The problem is this:
I am trying to find the derivative of $$f(x)=x+\frac{9}{x}$$.

2. Relevant equations
I know via power rule that the answer will be:
$$\frac{dy}{dx}=1+\frac{9}{x^{2}}$$
However, I must do it the messy way. :grumpy:

3. The attempt at a solution
This is what I have got so far:
1.$$\frac{f(x+h)-f(x)}{h}$$

2.$$=\lim_{h\rightarrow0}\frac{\left((x+h)+\frac{9}{x+h}\right)-\left(x+\frac{9}{x}\right)}{h}$$

3.$$=\lim_{h\rightarrow0}\frac{x+h+\frac{9}{x+h}-x-\frac{9}{x}}{h}$$

4.$$=\lim_{h\rightarrow0}\frac{h}{h}+\frac{\frac{9}{x+h}}{h}-\frac{\frac{9}{x}}{h}$$

5.$$=\lim_{h\rightarrow0}1+\left(\frac{9h}{x+h}-\frac{9h}{x}\right)$$

6.$$=\lim_{h\rightarrow0}1+\left(\frac{x}{x}\cdot\frac{9h}{x+h}-\frac{9h}{x}\cdot\frac{x+h}{x+h}\right)$$

7.$$=\lim_{h\rightarrow0}1+\frac{9hx-9hx-9h^{2}}{x(x+h)}$$

8.$$=\lim_{h\rightarrow0}1+\frac{-9h^{2}}{x(x+h)}$$

I don't know where to go from here or even if here is where I am supposed to be.

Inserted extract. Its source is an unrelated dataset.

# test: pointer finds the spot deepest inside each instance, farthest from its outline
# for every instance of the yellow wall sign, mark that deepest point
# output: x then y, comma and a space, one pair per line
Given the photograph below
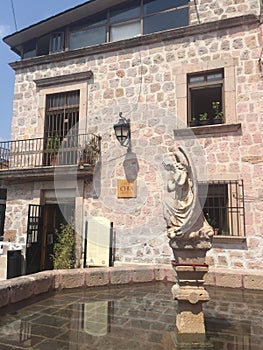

Help please?

Last edited: Sep 14, 2009
2. Sep 14, 2009

### efekwulsemmay

Partial whos-a-what?

3. Sep 14, 2009

### Dick

You were doing fine until step 5. Then you changed (9/(x+h)-9/x)/h into (9h/(x+h)-9h/x). You can't do that. You just moved h into the numerator by 'magic'. Leave it in the denominator! You also don't want to multiply by h/h in the next step. You want to multiply by x/x to get the common denominator.

4. Sep 14, 2009

### efekwulsemmay

Ok thats where I went wrong. Thanks for your help. Btw the multiplying h/h was a typo, its supposed to be x/x.

5. Sep 14, 2009

### efekwulsemmay

Awesome. So going by what you said Dick, I figured out that I messed up by putting that h in the numerator (slopy fraction solving :) ) I worked it out and got the right answer. Thanks for your help Dick.